The Caesar Oil Pipeline System in the southern Green Canyon Area includes a trunkline from the Holstein spar to a shallow-water platform at Ship Shoal Block 332 in 430ft of water. A lateral pipeline from the Mad Dog spar ties into the Caesar pipeline and another lateral pipeline from the Atlantis semi-submersible facility ties into the Mad Dog lateral.


The Cleopatra Gas Gathering System, also in the southern Green Canyon Area, is similar in configuration to the Caesar Oil line, consisting of a trunkline from the Holstein spar to the Ship Shoal facility, with laterals from Mad Dog and Atlantis tying in.


In the Mississippi Canyon Area, the Proteus Oil Pipeline System begins with a catenary riser at Thunder Horse and transitions to a larger diameter trunkline to a new-build shallow-water platform at South Pass Block 89E in 400ft of water.


Also in Mississippi Canyon, the Okeanos Gas Gathering System consists of a lateral from Thunder Horse plus the main trunkline, which starts at NaKika and terminates at the Destin shallow-water platform on Main Pass Block 260.


BP awarded a contract to Intec Engineering to perform the preliminary engineering services and detailed design. The scope of work included the design of the associated subsea equipment deepwater pipelines and steel catenary risers (SCRs) – two for each of the four deepwater floating host platforms for a total of eight gas and oil units.

Risers measuring 16in to 24in in diameter will be suspended from the platforms using flex joints. Strakes, spiralling down each riser, are then planned to substantially reduce the SCR vibration to manage fatigue.

Bredero in Alabama was responsible for fusion-bonded epoxy (FBE) coating the line pipe for corrosion prevention.

Heerema will use the Balder for installing the pipe using standard 40ft joints that are welded into hex-joints for J-lay. In 2004, Heerema will begin installation of the SCRs, following installation of the first hulls.

Allseas’ pipelay vessel Solitaire began pipelay in intermediate water depths in November 2002 using the S-lay method. This work terminates at each of the shallow-water fixed platforms.

The sleds and pipeline end terminals (PLETs) were carried out by Omega in Louisiana.
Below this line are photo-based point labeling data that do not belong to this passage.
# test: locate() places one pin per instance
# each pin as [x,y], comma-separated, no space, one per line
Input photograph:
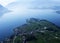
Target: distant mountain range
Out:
[3,10]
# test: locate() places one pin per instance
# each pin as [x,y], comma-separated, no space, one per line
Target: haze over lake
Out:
[22,10]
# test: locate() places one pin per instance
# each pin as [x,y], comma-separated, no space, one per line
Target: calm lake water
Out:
[18,17]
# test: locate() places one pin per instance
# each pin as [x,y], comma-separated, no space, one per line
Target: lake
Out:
[18,16]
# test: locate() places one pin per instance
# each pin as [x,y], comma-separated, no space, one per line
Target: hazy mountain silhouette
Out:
[3,10]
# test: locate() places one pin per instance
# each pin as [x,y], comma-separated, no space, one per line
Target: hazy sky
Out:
[46,2]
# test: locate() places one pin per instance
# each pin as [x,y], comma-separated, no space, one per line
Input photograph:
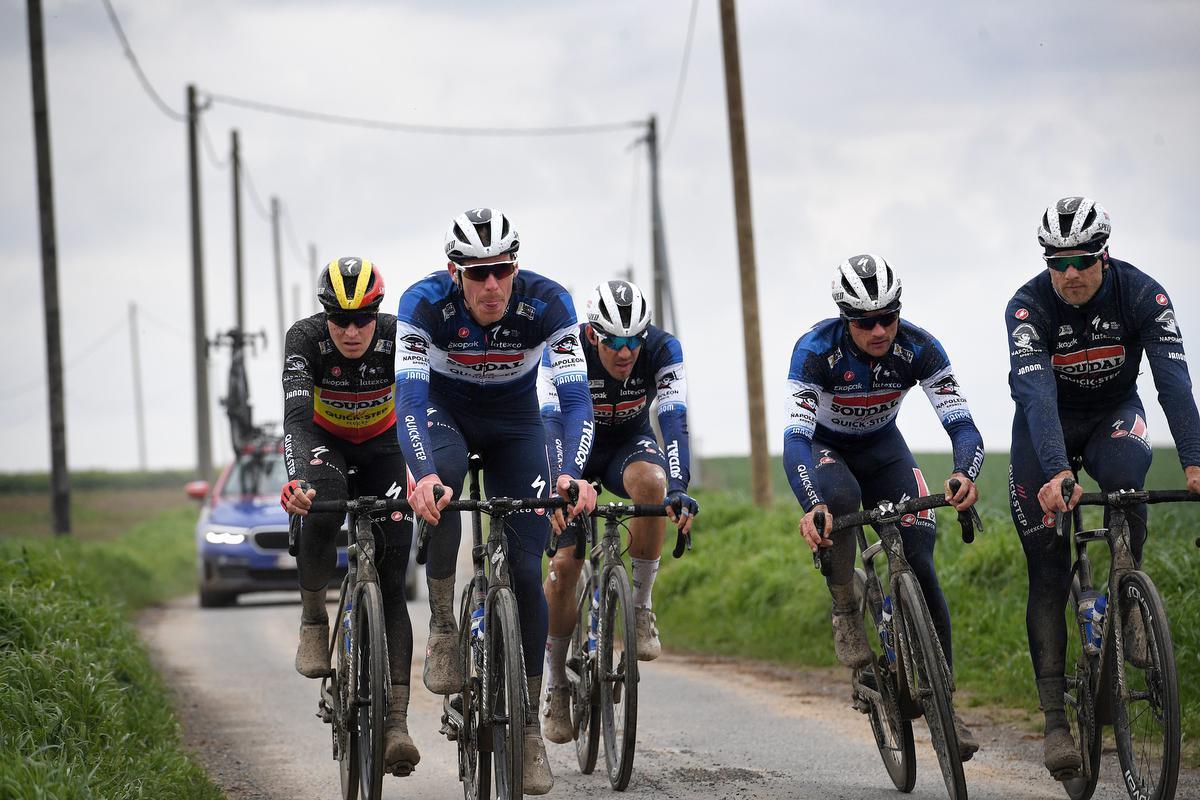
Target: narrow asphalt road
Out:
[707,728]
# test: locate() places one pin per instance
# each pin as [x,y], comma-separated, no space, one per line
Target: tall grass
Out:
[750,589]
[82,711]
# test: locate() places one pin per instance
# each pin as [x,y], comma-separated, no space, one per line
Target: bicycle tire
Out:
[931,685]
[1083,677]
[1158,687]
[474,773]
[372,679]
[345,731]
[504,695]
[618,708]
[893,733]
[585,690]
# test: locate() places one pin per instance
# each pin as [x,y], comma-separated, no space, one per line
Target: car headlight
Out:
[225,536]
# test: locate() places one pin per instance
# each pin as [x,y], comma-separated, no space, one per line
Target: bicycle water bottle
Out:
[885,633]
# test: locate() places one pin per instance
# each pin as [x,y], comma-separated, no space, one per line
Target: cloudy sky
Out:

Equipment on the sleds, including line pipe, valves, collet connectors and piggable wyes, were delivered in 2002 and early 2003. Twenty sleds, some weighing as much as 110t and measuring approximately 60ft by 20ft, are planned, with asymmetrical vertical wyes selected for the subsea tie-ins to allow bi-directional pigging of the main pipeline during commissioning. Multi-diameter wyes planned for the tie-ins also will accommodate the varying sizes of the pipelines.